Coping strategies for healthcare professionals towards COVID-19 in the management of NCDs
All HCPs said they have started virtual clinics by telephone. Many medical doctors call their NCD patients for follow-up; patients are asked about any complaints and whether they had any check-up records or investigation results. The aim was to replace the in-person check-up and to make the required clinical decisions.
However, almost all said that they had challenges in using the coping strategy designed for the phone clinic. They said that the use of a phone clinic was a new approach for them and that they were not given any training. Moreover, as they said, the phone clinic at which they were practicing had no guidelines or manuals. As a result, they missed many pertinent points and ended up with incomplete information. They also mentioned the absence of or an inaccessible contact address of patients as a challenge for the phone clinic.

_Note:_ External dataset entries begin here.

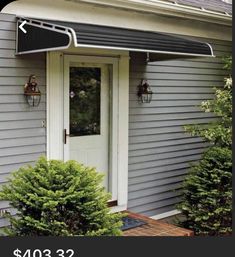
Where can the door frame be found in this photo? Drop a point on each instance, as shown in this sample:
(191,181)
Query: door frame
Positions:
(119,114)
(113,110)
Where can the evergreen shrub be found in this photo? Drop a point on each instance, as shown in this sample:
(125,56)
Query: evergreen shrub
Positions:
(56,198)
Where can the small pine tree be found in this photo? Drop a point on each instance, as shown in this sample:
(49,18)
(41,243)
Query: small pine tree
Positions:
(207,190)
(59,199)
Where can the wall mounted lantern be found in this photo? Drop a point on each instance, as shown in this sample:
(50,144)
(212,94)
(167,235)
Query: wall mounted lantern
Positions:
(144,92)
(32,92)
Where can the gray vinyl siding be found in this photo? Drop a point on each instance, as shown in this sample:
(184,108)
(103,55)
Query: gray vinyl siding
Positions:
(160,152)
(22,137)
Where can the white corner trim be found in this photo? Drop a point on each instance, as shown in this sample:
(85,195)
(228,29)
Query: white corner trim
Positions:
(165,215)
(163,7)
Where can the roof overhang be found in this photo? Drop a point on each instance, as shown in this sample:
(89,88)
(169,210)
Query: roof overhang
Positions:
(41,36)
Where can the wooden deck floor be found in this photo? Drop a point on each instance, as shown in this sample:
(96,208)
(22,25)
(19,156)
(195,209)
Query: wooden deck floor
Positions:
(155,228)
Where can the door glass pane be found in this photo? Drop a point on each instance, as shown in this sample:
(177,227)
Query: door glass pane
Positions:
(84,96)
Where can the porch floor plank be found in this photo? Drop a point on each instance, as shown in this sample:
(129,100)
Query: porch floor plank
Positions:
(155,228)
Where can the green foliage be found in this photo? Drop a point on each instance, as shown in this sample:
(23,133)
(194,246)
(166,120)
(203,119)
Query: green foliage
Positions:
(207,190)
(218,132)
(59,199)
(207,195)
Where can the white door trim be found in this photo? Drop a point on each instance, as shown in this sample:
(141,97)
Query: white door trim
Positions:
(119,117)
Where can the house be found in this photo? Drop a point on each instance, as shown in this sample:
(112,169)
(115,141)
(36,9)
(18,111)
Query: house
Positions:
(90,59)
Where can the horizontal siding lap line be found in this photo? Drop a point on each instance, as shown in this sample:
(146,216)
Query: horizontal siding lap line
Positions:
(180,177)
(181,119)
(166,139)
(163,169)
(153,164)
(23,153)
(145,176)
(168,152)
(166,149)
(174,144)
(165,158)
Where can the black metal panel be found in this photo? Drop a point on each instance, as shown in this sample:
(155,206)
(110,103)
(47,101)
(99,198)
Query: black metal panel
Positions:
(4,3)
(131,39)
(40,39)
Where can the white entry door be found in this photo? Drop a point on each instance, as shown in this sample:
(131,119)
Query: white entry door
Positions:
(86,110)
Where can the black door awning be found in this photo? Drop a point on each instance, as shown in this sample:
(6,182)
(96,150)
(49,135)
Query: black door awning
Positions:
(41,35)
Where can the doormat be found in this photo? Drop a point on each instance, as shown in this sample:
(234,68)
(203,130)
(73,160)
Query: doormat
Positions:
(129,223)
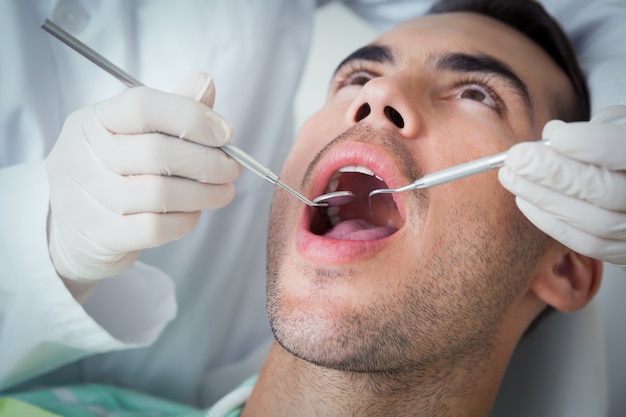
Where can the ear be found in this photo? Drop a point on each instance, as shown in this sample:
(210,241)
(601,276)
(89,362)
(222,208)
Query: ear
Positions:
(567,280)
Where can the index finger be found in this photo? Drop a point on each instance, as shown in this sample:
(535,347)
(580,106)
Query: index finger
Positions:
(145,110)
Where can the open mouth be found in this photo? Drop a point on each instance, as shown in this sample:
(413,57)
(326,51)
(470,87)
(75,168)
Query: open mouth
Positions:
(361,219)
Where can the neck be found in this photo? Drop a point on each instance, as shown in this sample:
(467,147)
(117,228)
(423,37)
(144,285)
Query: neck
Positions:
(290,386)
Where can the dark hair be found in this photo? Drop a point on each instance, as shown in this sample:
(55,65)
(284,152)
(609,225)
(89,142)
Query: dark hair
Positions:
(531,19)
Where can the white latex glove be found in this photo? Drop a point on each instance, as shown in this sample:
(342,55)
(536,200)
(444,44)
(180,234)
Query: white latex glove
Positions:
(134,172)
(575,189)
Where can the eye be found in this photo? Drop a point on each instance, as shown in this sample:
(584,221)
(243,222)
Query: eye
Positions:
(359,78)
(479,91)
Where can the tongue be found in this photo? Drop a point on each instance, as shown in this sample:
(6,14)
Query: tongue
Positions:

Other measures adopted as a coping strategy in the management of NCDs during COVID-19 included the prescription of medication for longer times in order to avoid NCD patients having to leave home unnecessarily to replace their medication. However, people with NCD indicated that although they were given prescriptions for a longer time, it was difficult to get all the prescribed medication at once.
A chronic disease head nurse working in a primary health care facility said that they were following a community engagement strategy to address people with NCD at home ‘…As we have started house-to-house COVID-19 screening, we used this opportunity to ask for the presence of an NCD patient with health needs in the household…’ Moreover, as said by an endocrinologist: ‘messages were posted on social media for people with NCD to call their health care facilities to continue their follow-up. Contact address of HCPs were also communicated in the post…’
Coping strategies for people with NCDs towards COVID-19 in the management of NCDs
Few people with NCDs had identified their individual level coping strategies; for example, a hypertensive patient said: ‘I started to go to my office by walking, not using public transport…’ Nevertheless, as per our study participants expression, the majority of them were expecting spiritual protection and safe guard.